The OECD Frascati Manual is used as a reference from a definition perspective, especially with respect to the five criteria (novelty, creativity, uncertainty, systematic, transferrable) that are tested to accurately qualify an activity as R&D.
The expenses eligible for the additional 50% deduction for CIT purposes include among others:
Depreciation expenses in relation to assets used in R&D activities;
Maintenance and repair expenses; and
Operating expenses and overheads (based on direct allocation or on an allocation key).
A revamped R&D tax incentive framework in Romania
Although legislative norms for the application of R&D tax incentives were issued in 2016, certain clarifications have been delayed (such as regarding the certification of R&D projects by technical experts appointed by taxpayers).
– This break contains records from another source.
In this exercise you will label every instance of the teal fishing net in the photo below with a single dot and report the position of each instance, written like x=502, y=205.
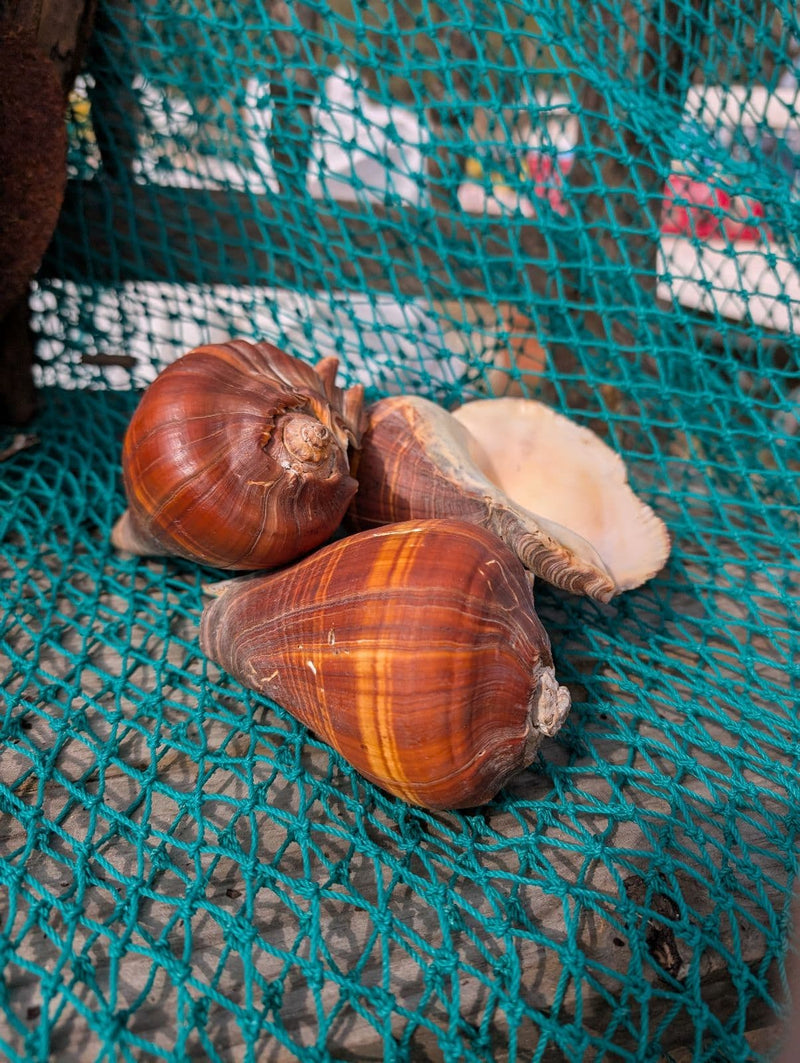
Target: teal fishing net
x=593, y=204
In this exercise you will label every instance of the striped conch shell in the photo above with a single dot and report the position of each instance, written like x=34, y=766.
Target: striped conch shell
x=413, y=650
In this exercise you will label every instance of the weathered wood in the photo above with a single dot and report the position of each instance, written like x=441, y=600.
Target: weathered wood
x=41, y=45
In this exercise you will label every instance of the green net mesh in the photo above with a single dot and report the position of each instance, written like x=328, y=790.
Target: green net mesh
x=595, y=204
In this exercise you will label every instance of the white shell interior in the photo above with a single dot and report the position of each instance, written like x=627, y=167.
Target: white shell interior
x=565, y=473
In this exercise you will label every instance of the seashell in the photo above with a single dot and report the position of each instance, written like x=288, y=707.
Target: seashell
x=413, y=650
x=554, y=491
x=237, y=456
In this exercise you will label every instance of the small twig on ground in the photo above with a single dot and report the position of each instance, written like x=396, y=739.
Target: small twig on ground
x=20, y=442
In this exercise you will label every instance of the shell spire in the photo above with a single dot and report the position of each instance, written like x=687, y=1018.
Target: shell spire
x=238, y=456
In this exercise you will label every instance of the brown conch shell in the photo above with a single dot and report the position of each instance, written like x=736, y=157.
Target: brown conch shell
x=237, y=456
x=555, y=492
x=413, y=650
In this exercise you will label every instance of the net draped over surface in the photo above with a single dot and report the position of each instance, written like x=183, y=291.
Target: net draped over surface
x=593, y=204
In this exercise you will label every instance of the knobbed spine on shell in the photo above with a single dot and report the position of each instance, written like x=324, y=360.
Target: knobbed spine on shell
x=238, y=456
x=555, y=492
x=413, y=650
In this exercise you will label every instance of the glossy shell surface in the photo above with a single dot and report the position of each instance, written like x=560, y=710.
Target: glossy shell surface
x=418, y=460
x=238, y=456
x=414, y=651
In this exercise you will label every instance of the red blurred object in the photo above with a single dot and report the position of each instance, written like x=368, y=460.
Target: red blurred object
x=547, y=174
x=705, y=211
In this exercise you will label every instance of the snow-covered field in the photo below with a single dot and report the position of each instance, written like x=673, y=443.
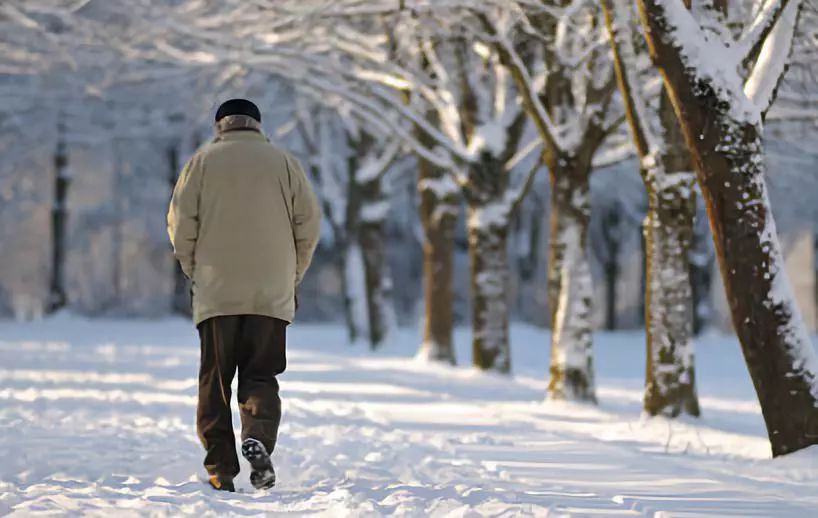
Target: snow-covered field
x=97, y=418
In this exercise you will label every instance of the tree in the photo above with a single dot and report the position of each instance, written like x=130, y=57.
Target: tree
x=668, y=228
x=349, y=166
x=721, y=88
x=563, y=74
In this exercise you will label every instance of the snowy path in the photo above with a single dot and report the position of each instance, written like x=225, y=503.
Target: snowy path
x=98, y=418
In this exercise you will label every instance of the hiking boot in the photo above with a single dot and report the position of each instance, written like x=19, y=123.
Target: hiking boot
x=262, y=476
x=222, y=483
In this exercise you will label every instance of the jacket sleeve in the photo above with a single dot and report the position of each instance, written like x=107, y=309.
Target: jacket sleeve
x=183, y=215
x=306, y=218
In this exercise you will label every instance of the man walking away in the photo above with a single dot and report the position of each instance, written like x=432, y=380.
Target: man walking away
x=244, y=224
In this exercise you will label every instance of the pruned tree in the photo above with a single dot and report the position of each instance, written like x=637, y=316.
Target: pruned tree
x=559, y=61
x=668, y=228
x=721, y=87
x=349, y=167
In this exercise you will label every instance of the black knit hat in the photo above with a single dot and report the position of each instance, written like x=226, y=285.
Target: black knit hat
x=238, y=107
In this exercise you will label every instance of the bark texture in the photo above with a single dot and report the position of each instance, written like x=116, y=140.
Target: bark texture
x=728, y=155
x=372, y=239
x=59, y=221
x=438, y=213
x=489, y=286
x=569, y=283
x=670, y=380
x=670, y=387
x=488, y=225
x=667, y=235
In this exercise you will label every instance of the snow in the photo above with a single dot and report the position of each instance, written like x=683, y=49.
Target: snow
x=773, y=59
x=710, y=59
x=98, y=418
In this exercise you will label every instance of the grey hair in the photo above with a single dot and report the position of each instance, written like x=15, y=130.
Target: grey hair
x=237, y=122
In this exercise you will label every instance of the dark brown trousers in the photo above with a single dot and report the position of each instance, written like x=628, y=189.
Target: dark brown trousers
x=256, y=346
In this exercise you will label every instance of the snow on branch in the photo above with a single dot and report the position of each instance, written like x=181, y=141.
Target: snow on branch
x=773, y=59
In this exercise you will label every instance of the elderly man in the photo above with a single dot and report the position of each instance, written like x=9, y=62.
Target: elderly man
x=244, y=224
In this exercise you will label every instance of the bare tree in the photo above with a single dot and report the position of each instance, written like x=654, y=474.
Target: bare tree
x=721, y=87
x=668, y=228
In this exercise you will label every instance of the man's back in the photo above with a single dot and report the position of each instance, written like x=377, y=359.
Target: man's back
x=256, y=224
x=244, y=224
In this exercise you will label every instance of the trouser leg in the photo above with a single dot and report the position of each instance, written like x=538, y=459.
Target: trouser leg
x=219, y=336
x=263, y=356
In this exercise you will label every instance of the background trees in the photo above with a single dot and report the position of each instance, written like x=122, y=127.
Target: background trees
x=441, y=114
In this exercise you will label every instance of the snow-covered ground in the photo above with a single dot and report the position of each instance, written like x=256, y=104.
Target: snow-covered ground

However, the legislation was amended and significantly supplemented at the end of 2022, showing that the Romanian authorities are open to encouraging Romanian taxpayers to benefit from such incentives. The main relevant amendments brought in the legislation are:
A new detailed procedure issued for certifying R&D projects;
The R&D experts are designated by the Ministry of Research, Innovation and Digitalization and are included in REXCD database; and
Certification from a designated R&D expert is mandatory as of 2023 for large taxpayers (and recommended for all other taxpayers for tax inspection purposes).
Romania revamped its legislation and procedures for applying R&D tax incentives and provided taxpayers with updated rules. These include a clear procedure on how to assess and certify that the activities performed are R&D, together with clear access to qualified R&D experts that can provide such certification. The Romanian R&D tax incentives represent a great way for companies to optimise their tax position and improve their cash-flow, thus the R&D sector is highly relevant from a business perspective going forward in Romania.